The Most Dangerous Endurance Events

Endurance events are organized to test the athlete’s level of fitness and to see how far they can stretch it in their pursuit of victory. There does come a time when the levels that individuals can push themselves to can be worryingly dangerous. There have been time when an athlete’s body has been stretched to the maximum and it cannot cope with the work load that it has been asked to perform.

Sometimes this can reveal weaknesses in an individual’s body and this was certainly the case with Patrick Muamba who collapsed on the pitch in an FA cup game between Bolton Wanders and Tottenham Hotspurs in 2012. There was no physical injury but the amount of running the player had produced during the first half of the game caused him to collapse. He simply stopped breathing, and for 78 minutes his heart stopped breathing. Fortunately the first class medical care he instantly received resulted in his heart re working and he later recovered. The incident was cause by a heart defect and the player had to retire from professional football.

Distressed players over the body of Patrick Muamba

The same heart defect was also blamed for the death of the Rugby League player Danny Jones. Playing in a reserve team game for Keighley against London Skolars in 2015, he suffered from a cardiac arrest due to the excursions he had made during the game. The other causes of fatal injuries can be due to the harsh condition an event is staged in. One of the toughest events is the Marathon des Sables that is held each year in Morocco in the Sahara desert. Not only do the competitors have to complete 251 kilometers in 6 days, they have to do so in temperatures rising to 110 degrees during the day, and dropping to as low as below 50 degrees at night.

The competitors also have to carry their own supplies. They are expected to be completely self-sufficient so they pack food, water, sleeping bag, and other necessary items. Runners have died while participating in the event but the fatality rate is no higher than the big city marathons.

The former world champion skier Ulrike Maier

One of the world’s most technologically advanced sports has one of the highest death rates and that is motor racing. The most dangerous race is the Le Mans 24 hour race as it is a true test of the driver’s physical and mental endurance. The race that has been running since 1923 has so far claimed the lives of 130 drivers. The fatal crashes are often caused by driver’s errors as a result of them being exhausted as a result of the duration of the race. Le Mans has every safety measure in place but with the cars travelling at such high speeds it is impossible to protect the drivers when they crash.

Mountains have caused as many deaths as any environment. Downhill skiing has lost a number of world class competitors as a result of fatigue setting in during the later stages of the race. As recently as November 2013 the French downhill skier David Poisson died in a training accident, and in 1994 in Garmisch in Germany, the female Austrian downhill skier Ulrike Maier, lost her life after breaking her neck in a fall.
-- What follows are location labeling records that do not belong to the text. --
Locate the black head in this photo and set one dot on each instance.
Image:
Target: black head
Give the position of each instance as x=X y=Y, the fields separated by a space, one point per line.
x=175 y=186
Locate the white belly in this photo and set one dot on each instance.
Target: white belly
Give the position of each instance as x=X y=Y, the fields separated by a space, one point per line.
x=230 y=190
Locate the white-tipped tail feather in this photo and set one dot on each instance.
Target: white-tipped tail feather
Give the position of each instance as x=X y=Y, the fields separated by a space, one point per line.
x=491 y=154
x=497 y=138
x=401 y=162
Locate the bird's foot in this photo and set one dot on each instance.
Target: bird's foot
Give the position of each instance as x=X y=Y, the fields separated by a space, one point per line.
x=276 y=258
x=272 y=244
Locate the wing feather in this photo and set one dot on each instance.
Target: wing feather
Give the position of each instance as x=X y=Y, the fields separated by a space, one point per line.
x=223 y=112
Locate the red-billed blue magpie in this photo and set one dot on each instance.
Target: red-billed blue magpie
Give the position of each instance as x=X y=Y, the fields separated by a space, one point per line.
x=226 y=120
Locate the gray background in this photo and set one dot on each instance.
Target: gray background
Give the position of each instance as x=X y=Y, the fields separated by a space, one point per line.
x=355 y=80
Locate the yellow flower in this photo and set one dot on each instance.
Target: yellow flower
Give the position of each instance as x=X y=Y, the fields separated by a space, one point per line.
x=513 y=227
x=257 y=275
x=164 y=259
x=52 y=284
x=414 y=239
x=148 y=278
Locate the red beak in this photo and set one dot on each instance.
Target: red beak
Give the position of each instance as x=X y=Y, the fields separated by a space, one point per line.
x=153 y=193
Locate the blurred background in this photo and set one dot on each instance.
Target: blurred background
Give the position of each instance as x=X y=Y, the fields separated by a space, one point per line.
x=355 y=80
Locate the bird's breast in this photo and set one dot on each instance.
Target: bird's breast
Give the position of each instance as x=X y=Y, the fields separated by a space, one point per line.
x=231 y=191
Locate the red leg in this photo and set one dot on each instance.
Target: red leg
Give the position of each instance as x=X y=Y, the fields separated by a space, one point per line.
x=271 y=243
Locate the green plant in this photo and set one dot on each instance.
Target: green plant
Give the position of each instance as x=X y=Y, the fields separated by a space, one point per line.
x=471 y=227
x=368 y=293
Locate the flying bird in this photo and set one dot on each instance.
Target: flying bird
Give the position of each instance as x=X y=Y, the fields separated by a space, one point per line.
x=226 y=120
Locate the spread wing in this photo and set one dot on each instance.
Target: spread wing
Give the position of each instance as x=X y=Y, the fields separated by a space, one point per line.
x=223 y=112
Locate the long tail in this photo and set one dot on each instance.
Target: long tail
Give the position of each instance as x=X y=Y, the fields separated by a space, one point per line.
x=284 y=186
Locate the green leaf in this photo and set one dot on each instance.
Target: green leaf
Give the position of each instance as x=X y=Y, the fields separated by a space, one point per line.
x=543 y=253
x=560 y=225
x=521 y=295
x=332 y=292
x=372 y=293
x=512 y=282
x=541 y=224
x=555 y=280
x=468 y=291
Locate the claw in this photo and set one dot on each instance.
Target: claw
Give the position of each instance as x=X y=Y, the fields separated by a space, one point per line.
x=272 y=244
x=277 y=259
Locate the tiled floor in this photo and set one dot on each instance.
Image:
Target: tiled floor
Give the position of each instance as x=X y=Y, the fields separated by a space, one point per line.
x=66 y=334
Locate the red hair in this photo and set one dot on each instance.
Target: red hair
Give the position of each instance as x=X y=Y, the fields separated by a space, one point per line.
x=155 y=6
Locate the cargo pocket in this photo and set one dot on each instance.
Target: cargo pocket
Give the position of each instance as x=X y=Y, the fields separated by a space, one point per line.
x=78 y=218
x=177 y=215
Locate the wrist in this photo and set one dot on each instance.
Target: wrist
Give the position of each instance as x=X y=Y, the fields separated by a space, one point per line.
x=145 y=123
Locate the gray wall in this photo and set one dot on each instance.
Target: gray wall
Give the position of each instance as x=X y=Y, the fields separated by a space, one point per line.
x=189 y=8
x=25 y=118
The mountains also attract climbers and the most dangerous climb in the world is the one that people attempt in trying to get to the summit of Annapurna. The mountain has been successfully scaled by 130 people but it has taken the lives of 53 others. The slopes are so steep that the exhaustive nature takes its toll and the climbers are prone to make mistakes resulting in dreadful consequences.

Generally the majority of endurance based sports are safe, and more people are saved from an early death in training for them, than the small minority who pass away while competing in them. However, it is always best to be cautious when participating in these activities and make sure that each event has the necessary health and safety measures in place.